CS475 Lab 5: Introduction to GPUs and CUDA: Coalescing

Introduction

The purpose of this exercise is for you to learn how to write programs using the CUDA programming interface, how to run such programs using an NVIDIA graphics processor, and how to think about the factors that govern the performance of programs running within the CUDA environment.

In this, you will modify a CUDA kernel and empirically test and compare its performance to the given code. The given program that performs vector addition. The provided program does not coalesce memory accesses. You will modify it to coalesce memory access.

Resources that may be useful for this assignment include:

Compiling and Running a CUDA Program

You will need to use a linux machine with an NVIDIA graphics card. In the CSU 325 lab, the machines have such a graphics card. These are machines named after fish (anchovy .. ), see these machines and grep 325.

*** Exception: Do not use wahoo for your CUDA experiments.***

You'll need to take a few additional steps in order to use CUDA on the department machines. Minimally, you need to load the CUDA module:
module load cuda

Download and untar the CUDAL5.tar file. To compile a CUDA program, use the CUDA compiler nvcc. You should use the provided Makefile as a starting point for this lab and for your CUDA assignmnts. The Makefile shows you which gcc is to be used.

Vector add: coalescing memory accesses

As discussed in class, vecadd is a micro benchmark to determine the effectiveness of coalescing. You are provided with a non-coalescing version, and it is your job to create a coalescing version, and to measure the difference in performance of the two codes. For this lab you must create a new kernel called vecaddKernel01.cu which implements the coalesced version of the vector addition.

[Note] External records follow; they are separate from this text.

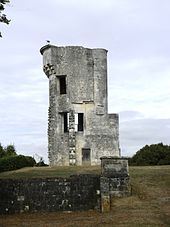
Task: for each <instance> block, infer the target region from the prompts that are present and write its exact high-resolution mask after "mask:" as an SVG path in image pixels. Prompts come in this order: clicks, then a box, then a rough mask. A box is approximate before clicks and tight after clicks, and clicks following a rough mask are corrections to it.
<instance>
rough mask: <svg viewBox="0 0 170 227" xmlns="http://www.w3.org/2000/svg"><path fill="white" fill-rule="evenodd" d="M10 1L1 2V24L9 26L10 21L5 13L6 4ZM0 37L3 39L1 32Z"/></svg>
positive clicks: (0, 3) (8, 0)
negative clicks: (5, 6)
mask: <svg viewBox="0 0 170 227" xmlns="http://www.w3.org/2000/svg"><path fill="white" fill-rule="evenodd" d="M9 2H10V1H9V0H0V22H1V23H5V24H9V22H10V20H8V18H7V17H6V14H3V11H4V9H5V4H6V3H9ZM0 37H2V35H1V32H0Z"/></svg>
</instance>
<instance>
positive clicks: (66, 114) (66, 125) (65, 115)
mask: <svg viewBox="0 0 170 227" xmlns="http://www.w3.org/2000/svg"><path fill="white" fill-rule="evenodd" d="M63 116H64V132H68V124H69V122H68V113H67V112H65V113H63Z"/></svg>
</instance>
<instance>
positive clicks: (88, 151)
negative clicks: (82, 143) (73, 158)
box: [82, 148, 90, 165]
mask: <svg viewBox="0 0 170 227" xmlns="http://www.w3.org/2000/svg"><path fill="white" fill-rule="evenodd" d="M82 164H83V165H89V164H90V149H89V148H82Z"/></svg>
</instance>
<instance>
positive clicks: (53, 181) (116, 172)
mask: <svg viewBox="0 0 170 227" xmlns="http://www.w3.org/2000/svg"><path fill="white" fill-rule="evenodd" d="M128 195H130V187H129V173H128V160H127V159H125V158H118V157H102V158H101V176H99V175H93V174H82V175H74V176H71V177H69V178H58V177H57V178H37V179H34V178H33V179H0V214H12V213H21V212H43V211H44V212H50V211H76V210H79V211H80V210H89V209H100V210H101V211H102V212H109V211H110V209H111V207H112V205H113V202H114V198H115V197H123V196H128Z"/></svg>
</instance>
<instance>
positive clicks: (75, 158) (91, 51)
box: [40, 44, 120, 166]
mask: <svg viewBox="0 0 170 227" xmlns="http://www.w3.org/2000/svg"><path fill="white" fill-rule="evenodd" d="M40 52H41V54H42V55H43V70H44V72H45V74H46V75H47V77H48V78H49V125H48V152H49V162H50V165H51V166H54V165H87V164H88V165H97V164H100V157H101V156H117V157H119V155H120V154H119V130H118V125H119V123H118V115H117V114H108V102H107V50H105V49H89V48H84V47H81V46H66V47H57V46H54V45H50V44H49V45H46V46H43V47H42V48H41V50H40Z"/></svg>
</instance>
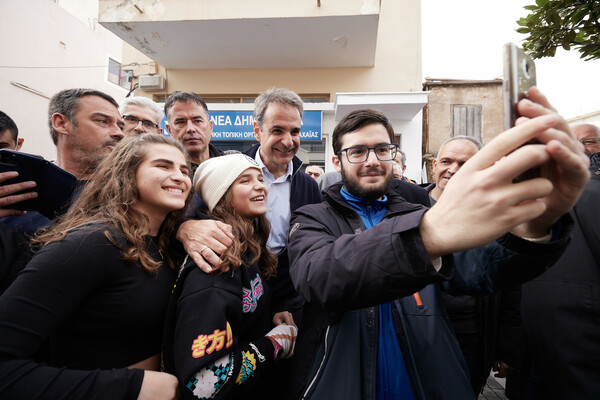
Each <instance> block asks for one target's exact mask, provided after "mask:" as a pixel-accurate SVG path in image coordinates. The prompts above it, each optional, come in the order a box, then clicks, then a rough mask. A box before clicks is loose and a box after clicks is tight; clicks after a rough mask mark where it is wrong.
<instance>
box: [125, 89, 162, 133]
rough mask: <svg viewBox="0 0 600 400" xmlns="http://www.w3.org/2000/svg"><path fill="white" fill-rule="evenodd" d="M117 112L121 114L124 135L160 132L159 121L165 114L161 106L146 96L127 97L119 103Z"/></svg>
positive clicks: (158, 132) (161, 128) (156, 132)
mask: <svg viewBox="0 0 600 400" xmlns="http://www.w3.org/2000/svg"><path fill="white" fill-rule="evenodd" d="M119 112H120V113H121V115H122V116H123V123H124V126H123V133H124V134H125V135H130V134H136V135H141V134H142V133H158V134H161V133H162V128H161V127H160V123H161V122H162V120H163V118H164V117H165V114H164V112H163V110H162V108H161V107H160V106H159V105H158V104H156V103H155V102H153V101H152V100H150V99H149V98H147V97H143V96H136V97H128V98H126V99H125V100H123V102H122V103H121V107H119Z"/></svg>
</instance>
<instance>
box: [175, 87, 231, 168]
mask: <svg viewBox="0 0 600 400" xmlns="http://www.w3.org/2000/svg"><path fill="white" fill-rule="evenodd" d="M165 114H166V115H167V122H168V125H167V129H168V130H169V133H170V134H171V136H173V137H174V138H175V139H177V140H179V141H180V142H181V143H182V144H183V146H184V147H185V149H186V150H187V152H188V154H189V156H190V161H191V162H192V172H195V171H196V168H198V165H200V164H202V162H203V161H206V160H208V159H209V158H211V157H218V156H221V155H223V152H222V151H221V150H219V149H217V148H216V147H215V146H213V145H212V144H210V138H211V136H212V125H213V123H212V121H211V120H210V118H209V116H208V106H207V105H206V103H205V102H204V100H202V97H200V96H198V95H197V94H196V93H193V92H179V91H178V92H173V93H171V95H170V96H169V97H168V98H167V101H166V102H165Z"/></svg>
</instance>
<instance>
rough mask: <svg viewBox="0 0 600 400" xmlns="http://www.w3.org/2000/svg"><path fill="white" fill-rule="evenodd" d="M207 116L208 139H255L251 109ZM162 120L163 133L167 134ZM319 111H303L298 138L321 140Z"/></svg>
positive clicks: (254, 139)
mask: <svg viewBox="0 0 600 400" xmlns="http://www.w3.org/2000/svg"><path fill="white" fill-rule="evenodd" d="M209 118H210V120H211V121H212V123H213V134H212V136H211V138H210V140H255V139H254V125H253V124H254V113H253V112H252V111H212V112H210V113H209ZM165 123H166V119H165V120H163V121H162V124H161V126H162V127H163V134H165V135H168V131H167V129H166V126H165ZM321 123H322V112H321V111H304V114H303V115H302V129H301V130H300V140H321V133H322V129H321Z"/></svg>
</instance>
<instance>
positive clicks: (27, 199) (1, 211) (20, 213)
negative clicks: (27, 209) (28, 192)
mask: <svg viewBox="0 0 600 400" xmlns="http://www.w3.org/2000/svg"><path fill="white" fill-rule="evenodd" d="M23 141H24V140H23V139H22V138H19V128H17V124H15V121H13V120H12V118H10V117H9V116H8V115H7V114H5V113H4V112H2V111H0V150H1V149H9V150H17V151H19V150H20V149H21V146H22V145H23ZM16 176H18V174H17V173H16V172H0V218H3V217H7V216H10V215H21V214H24V213H23V212H22V211H19V210H13V209H7V208H5V207H8V206H10V205H11V204H15V203H18V202H20V201H24V200H29V199H31V198H34V197H35V196H37V193H32V192H29V193H21V194H18V193H19V192H21V191H23V190H27V189H30V188H31V187H33V186H35V184H34V182H21V183H16V184H13V185H2V182H4V181H7V180H9V179H12V178H15V177H16Z"/></svg>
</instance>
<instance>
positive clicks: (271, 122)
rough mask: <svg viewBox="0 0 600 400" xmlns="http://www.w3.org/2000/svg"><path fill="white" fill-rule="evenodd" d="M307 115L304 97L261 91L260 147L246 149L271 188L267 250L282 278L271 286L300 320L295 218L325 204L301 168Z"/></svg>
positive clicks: (278, 89) (273, 283)
mask: <svg viewBox="0 0 600 400" xmlns="http://www.w3.org/2000/svg"><path fill="white" fill-rule="evenodd" d="M303 112H304V105H303V103H302V99H300V96H298V94H296V93H294V92H292V91H291V90H288V89H282V88H271V89H269V90H267V91H265V92H263V93H261V94H260V95H259V96H258V97H257V98H256V101H255V102H254V136H255V137H256V140H257V141H258V142H259V144H257V145H255V146H253V147H252V148H250V150H248V151H246V154H247V155H248V156H250V157H252V158H254V159H255V160H256V161H257V162H258V164H259V165H260V166H261V169H262V172H263V177H264V183H265V185H266V186H267V188H268V190H269V194H268V195H267V218H268V219H269V222H271V234H270V235H269V240H268V241H267V246H268V248H269V250H270V251H272V252H273V253H275V254H277V257H278V259H279V260H278V264H277V277H276V278H275V280H274V281H273V282H271V283H270V286H271V288H272V291H273V294H274V296H273V297H272V298H273V300H274V304H276V307H277V305H278V304H279V305H280V310H288V311H294V312H293V314H294V319H295V320H296V321H299V320H300V318H301V316H300V311H301V307H302V303H303V300H302V298H301V297H300V296H299V295H298V294H297V293H296V291H295V290H294V287H293V285H292V282H291V280H290V277H289V261H288V254H287V241H288V230H289V226H290V218H291V215H292V211H294V210H296V209H297V208H299V207H302V206H304V205H306V204H313V203H319V202H320V201H321V195H320V193H319V188H318V186H317V183H316V182H315V180H314V179H312V178H311V177H310V176H308V175H307V174H306V173H305V172H303V171H302V170H301V168H300V167H301V166H302V162H301V161H300V159H298V158H297V157H296V153H297V152H298V149H300V130H301V128H302V114H303ZM290 301H291V303H292V304H290ZM280 310H274V311H280Z"/></svg>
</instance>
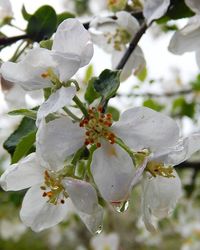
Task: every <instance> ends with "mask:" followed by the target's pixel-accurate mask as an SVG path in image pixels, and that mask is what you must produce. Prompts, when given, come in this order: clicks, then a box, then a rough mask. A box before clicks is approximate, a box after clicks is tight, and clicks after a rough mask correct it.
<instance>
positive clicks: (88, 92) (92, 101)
mask: <svg viewBox="0 0 200 250" xmlns="http://www.w3.org/2000/svg"><path fill="white" fill-rule="evenodd" d="M96 80H97V77H93V78H92V79H90V81H89V82H88V86H87V89H86V91H85V100H86V101H87V102H88V104H91V103H92V102H93V101H94V100H95V99H97V98H99V97H100V94H99V93H98V92H97V91H96V90H95V88H94V82H95V81H96Z"/></svg>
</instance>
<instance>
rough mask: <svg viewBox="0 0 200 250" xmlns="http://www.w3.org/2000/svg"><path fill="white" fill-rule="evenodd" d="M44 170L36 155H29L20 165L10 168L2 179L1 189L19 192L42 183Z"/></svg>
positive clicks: (3, 175) (1, 180) (19, 162)
mask: <svg viewBox="0 0 200 250" xmlns="http://www.w3.org/2000/svg"><path fill="white" fill-rule="evenodd" d="M43 173H44V168H42V167H41V166H40V163H39V161H38V159H37V156H36V154H35V153H32V154H30V155H28V156H27V157H26V158H24V159H23V160H21V161H20V162H19V163H16V164H13V165H11V166H9V167H8V168H7V169H6V171H5V172H4V173H3V174H2V176H1V179H0V184H1V187H2V188H3V189H4V190H6V191H10V190H13V191H17V190H21V189H25V188H28V187H31V186H33V185H36V184H38V183H41V182H42V181H43V179H44V177H43Z"/></svg>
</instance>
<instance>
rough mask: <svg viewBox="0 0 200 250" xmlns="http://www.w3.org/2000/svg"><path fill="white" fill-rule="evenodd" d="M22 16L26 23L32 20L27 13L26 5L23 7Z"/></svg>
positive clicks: (30, 15) (27, 13)
mask: <svg viewBox="0 0 200 250" xmlns="http://www.w3.org/2000/svg"><path fill="white" fill-rule="evenodd" d="M22 16H23V18H24V19H25V20H26V21H29V19H30V18H31V16H32V15H31V14H29V13H28V12H27V11H26V8H25V6H24V5H22Z"/></svg>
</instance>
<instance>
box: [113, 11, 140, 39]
mask: <svg viewBox="0 0 200 250" xmlns="http://www.w3.org/2000/svg"><path fill="white" fill-rule="evenodd" d="M116 17H117V20H116V22H117V23H118V25H119V26H120V27H121V28H124V29H125V30H127V32H129V33H130V34H131V35H132V36H134V35H135V34H136V32H137V31H138V29H139V23H138V21H137V19H136V18H135V17H133V16H132V15H131V14H130V13H128V12H126V11H119V12H117V13H116Z"/></svg>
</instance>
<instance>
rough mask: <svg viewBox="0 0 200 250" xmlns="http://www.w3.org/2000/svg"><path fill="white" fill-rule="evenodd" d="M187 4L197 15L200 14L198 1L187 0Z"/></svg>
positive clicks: (199, 9) (199, 7)
mask: <svg viewBox="0 0 200 250" xmlns="http://www.w3.org/2000/svg"><path fill="white" fill-rule="evenodd" d="M185 3H186V4H187V5H188V7H189V8H190V9H191V10H193V11H194V12H195V13H200V2H199V1H198V0H185Z"/></svg>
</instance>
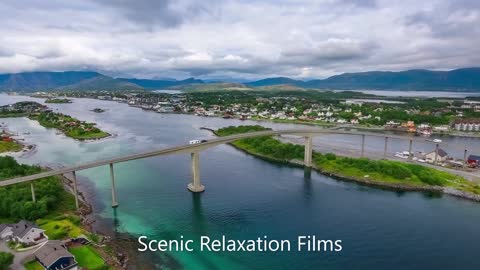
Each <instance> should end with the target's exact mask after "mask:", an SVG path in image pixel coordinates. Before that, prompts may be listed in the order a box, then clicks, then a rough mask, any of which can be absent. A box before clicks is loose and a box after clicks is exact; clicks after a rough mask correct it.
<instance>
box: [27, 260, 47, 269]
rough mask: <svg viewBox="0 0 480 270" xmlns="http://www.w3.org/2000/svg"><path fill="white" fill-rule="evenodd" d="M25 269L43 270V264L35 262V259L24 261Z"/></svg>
mask: <svg viewBox="0 0 480 270" xmlns="http://www.w3.org/2000/svg"><path fill="white" fill-rule="evenodd" d="M24 266H25V269H27V270H44V269H45V268H43V266H42V265H41V264H40V263H39V262H37V261H31V262H28V263H26V264H25V265H24Z"/></svg>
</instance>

In order to implement coalescing you need to change what part of the computation each thread is doing. In the base version each thread is computing N values in which all N values are consecutive in the array. Using coalescing we can improve performance by allowing each thread to compute a consecutive element in the array then index by number of threads. You must change the code to allow for this different method of computing the result.

Here is a set of files provided in CUDAL5.tar for Vecadd:

Compile and run the provided program vecadd00 and collect data on the time the program takes with 60,000 values per thread. Test your new program and compare the time it takes to perform the same work performed by the original.